Begitu pula di wilayah Rut Ndau, Indonesia, perjalanan Mama Mitri mewujudkan semangat ketahanan dan kreativitas. Beralih dari penangkapan ikan ke produksi sabun, ia memimpin Ita Esa, menampilkan kekuatan transformatif dari pengetahuan lokal dan sumber daya alam. Dedikasinya terhadap konservasi mangrove dan praktik berkelanjutan mencerminkan etos pengelolaan lingkungan yang lebih luas.

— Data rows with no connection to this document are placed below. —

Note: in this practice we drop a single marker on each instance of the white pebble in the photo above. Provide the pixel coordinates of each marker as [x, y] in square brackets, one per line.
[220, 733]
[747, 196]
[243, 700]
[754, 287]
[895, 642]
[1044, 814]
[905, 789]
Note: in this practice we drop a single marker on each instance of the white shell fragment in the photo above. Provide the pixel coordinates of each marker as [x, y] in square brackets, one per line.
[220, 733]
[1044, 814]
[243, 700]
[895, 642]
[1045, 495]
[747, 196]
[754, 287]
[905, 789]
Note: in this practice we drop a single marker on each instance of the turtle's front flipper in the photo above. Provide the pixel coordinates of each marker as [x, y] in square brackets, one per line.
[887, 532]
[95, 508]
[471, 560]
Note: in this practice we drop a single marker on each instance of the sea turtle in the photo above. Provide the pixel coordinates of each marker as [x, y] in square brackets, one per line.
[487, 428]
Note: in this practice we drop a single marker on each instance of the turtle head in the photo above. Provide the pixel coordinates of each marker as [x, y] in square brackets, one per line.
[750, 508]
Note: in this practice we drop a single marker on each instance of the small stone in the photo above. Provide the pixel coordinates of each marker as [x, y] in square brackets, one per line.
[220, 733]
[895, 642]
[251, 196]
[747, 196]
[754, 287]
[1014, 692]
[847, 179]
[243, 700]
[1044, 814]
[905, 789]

Sembari kami berharap dapat menghasilkan lebih banyak kisah sukses seperti ini, kami mendesak dan mengundang semua pemikir cerdas dan berpikiran maju di ASEAN dan Timor-Leste untuk menanggapi seruan untuk bertindak dalam “Tantangan Inovasi Biru ASEAN.” Batas waktu untuk menjawab panggilan ini adalah 31 Mei 2024, dan informasi lebih lanjut dapat Anda temukan di https://bit.ly/ASEANABIC. Ide-ide inovatif, perspektif unik, dan solusi kreatif Anda sangat diperlukan dalam misi kita bersama untuk melindungi dan melestarikan ekosistem lautan dan air tawar, sekaligus memanfaatkan potensi ekonominya.

*) Penafian

Artikel-artikel yang dimuat di bagian “Pendapat & Cerita Anda” di situs en.tempo.co adalah opini pribadi yang ditulis oleh pihak ketiga, dan tidak dapat dikaitkan atau dikaitkan dengan posisi resmi en.tempo.co.